Baru-baru ini, 19 dari 39 partai politik yang terdaftar secara langsung menentang penggunaan EVM, baik dengan bergabung atau melewatkan pembicaraan dengan Komisi Eropa. Diantaranya adalah saingan berat AL, BNP, dan oposisi utama di parlemen, Partai Jatiya.
Dua puluh delapan partai politik berpartisipasi dalam diskusi yang diadakan pada tanggal 17-31 Juli, dan 10 di antaranya mengatakan kepada komisi bahwa mereka menentang penggunaan EVM. Sembilan pihak, termasuk BNP dan CPB, yang tetap mengikuti pembicaraan, juga tidak menginginkan EVM.
Dua pihak berusaha untuk menjadwalkan ulang pembicaraan dengan alasan berbeda.
Hanya tiga – Liga Awami yang berkuasa, Samyabadi Dal dan Bikalpa Dhara Bangladesh – yang dengan tegas mengatakan selama dialog bahwa mereka menginginkan mesin tersebut dalam pemilu Jatiya Sangsad berikutnya.
Federasi Tariqat Bangladesh, yang merupakan anggota aliansi 14 partai yang dipimpin AL, menyarankan agar komisi tersebut menggunakan mesin tersebut di 150 daerah pemilihan.
Dua belas partai politik, termasuk JSD-Inu dan Partai Pekerja, telah setuju untuk menggunakan EVM dengan syarat tertentu.
Partai Pekerja merekomendasikan untuk menambahkan Jejak Audit Kertas yang Dapat Diverifikasi Pemilih (VVPAT) ke dalam mesin, sedangkan JSD (Inu) menyarankan agar mesin tersebut secara teknis sempurna.
Ada dua partai politik yang belum menyatakan sikapnya secara jelas mengenai masalah ini.
Komisi Eropa juga mengadakan serangkaian pertemuan mengenai EVM dengan 28 partai politik pada bulan Juni.
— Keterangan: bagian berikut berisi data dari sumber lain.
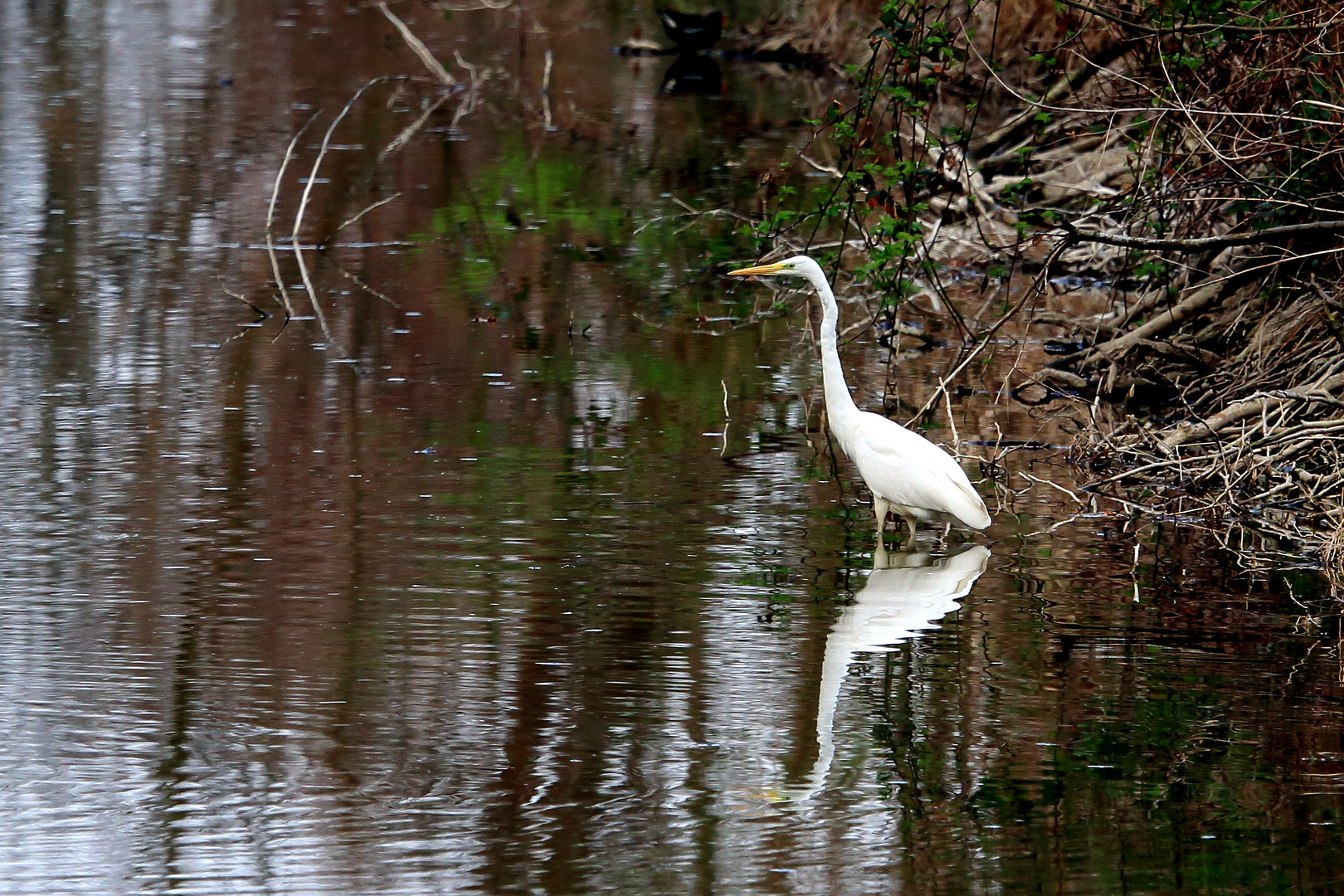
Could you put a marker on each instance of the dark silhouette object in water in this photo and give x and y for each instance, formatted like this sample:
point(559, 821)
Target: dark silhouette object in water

Hanya empat dari mereka, termasuk AL, yang menyatakan mendukung EVM dalam pemilu nasional.
Ditanya apakah Komisi Eropa mengambil keputusan menggunakan EVM atas permintaan partai politik tertentu, Alamgir mengatakan mereka tidak pernah mengambil keputusan berdasarkan permintaan seseorang. “Kami mengambil keputusan dengan mempertimbangkan kapasitas dan keunggulan EVM kami dalam menyelenggarakan pemilu yang bebas.”
Mengenai oposisi partai politik besar seperti BNP dan Partai Jatiya, Alamgir mengaku tidak yakin mengapa partai-partai tersebut menentang EVM.
“Mungkin ada strategi politik. Dan BNP tidak ikut dalam diskusi kami. Mereka bahkan belum memberikan bukti yang mendukung klaim mereka bahwa pemungutan suara dapat dimanipulasi oleh EVM. Kami meminta mereka untuk memberikan bukti.”